The president still hasn’t responded to their suggestions as he heads to Las Vegas on another “We Can’t Wait” trip, where he’s expected to chide Congress for being slow to act on student loans. He is also expected to announce a new initiative to more clearly and fully explain income-based repayment options to borrowers.

“We cannot understand why you, without having responded to our latest offer, would schedule a campaign-style event in Nevada tomorrow to discuss student loan rates,” Boehner and Cantor wrote.

A White House spokesman did not immediately issue a response to the letter upon request.

The President is scheduled to speak on student loans at UNLV tomorrow afternoon, where he will also discuss the specifics of a plan to better inform current and graduating students of existing repayment options that calculate monthly payments on the basis of a borrower’s income.

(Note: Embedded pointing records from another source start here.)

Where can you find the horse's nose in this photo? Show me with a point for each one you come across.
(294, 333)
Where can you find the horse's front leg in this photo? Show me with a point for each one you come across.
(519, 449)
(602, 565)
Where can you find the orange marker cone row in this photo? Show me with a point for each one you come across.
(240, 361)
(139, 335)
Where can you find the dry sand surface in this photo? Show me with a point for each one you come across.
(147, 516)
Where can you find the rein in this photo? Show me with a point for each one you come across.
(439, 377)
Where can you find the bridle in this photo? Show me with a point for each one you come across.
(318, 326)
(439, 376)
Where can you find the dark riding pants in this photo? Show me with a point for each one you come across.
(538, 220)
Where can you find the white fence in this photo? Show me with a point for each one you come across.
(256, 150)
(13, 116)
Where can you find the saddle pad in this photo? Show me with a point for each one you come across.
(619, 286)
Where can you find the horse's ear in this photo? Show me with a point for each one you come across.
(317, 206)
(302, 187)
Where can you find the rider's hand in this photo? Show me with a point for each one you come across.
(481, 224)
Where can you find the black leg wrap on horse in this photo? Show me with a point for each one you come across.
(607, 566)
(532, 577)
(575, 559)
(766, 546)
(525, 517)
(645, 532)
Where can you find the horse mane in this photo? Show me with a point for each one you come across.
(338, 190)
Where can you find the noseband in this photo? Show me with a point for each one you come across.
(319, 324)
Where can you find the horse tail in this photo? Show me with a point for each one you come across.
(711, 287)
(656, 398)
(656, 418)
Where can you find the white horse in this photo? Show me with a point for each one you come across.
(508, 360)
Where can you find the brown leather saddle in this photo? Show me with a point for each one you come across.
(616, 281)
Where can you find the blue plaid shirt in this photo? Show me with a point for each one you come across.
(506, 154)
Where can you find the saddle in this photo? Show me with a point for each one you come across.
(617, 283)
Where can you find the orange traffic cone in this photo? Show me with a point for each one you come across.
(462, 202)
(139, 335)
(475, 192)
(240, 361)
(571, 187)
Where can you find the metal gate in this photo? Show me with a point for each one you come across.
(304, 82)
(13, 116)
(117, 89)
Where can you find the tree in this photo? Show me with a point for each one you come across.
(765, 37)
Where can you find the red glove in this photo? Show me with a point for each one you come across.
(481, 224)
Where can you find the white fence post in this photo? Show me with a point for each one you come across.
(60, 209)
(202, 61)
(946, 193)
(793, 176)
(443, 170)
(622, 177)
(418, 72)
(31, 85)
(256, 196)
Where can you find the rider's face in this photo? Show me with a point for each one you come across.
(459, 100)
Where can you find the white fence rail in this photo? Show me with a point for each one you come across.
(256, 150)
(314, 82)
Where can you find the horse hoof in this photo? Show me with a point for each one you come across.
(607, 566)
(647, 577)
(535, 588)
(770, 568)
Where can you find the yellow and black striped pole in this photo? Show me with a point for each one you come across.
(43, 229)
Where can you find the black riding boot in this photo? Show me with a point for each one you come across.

The current law on income-based repayment was adopted under the Higher Education act and caps monthly repayments at no more than 15 percent of a borrower’s income. Last fall, the president passed an executive order that lowered that cap to 10 percent of a borrower’s income. The lower ceiling is supposed to kick in for any borrowers who contracted their student loans directly through the Department of Education by the end of 2012. For everyone else, the 10 percent cap kicks in by 2014.

A majority of student borrowers — 25 million of the approximately 36 million student loan holders, according to White House officials — borrow directly through Department of Education programs.

“Given the gridlock in Congress, it doesn’t hurt for an incumbent to be running against Washington,” said one Nevada Democratic strategist. “That’s something you’re going to see from frankly anybody that is paying attention to the way that voters feel in this current political climate.”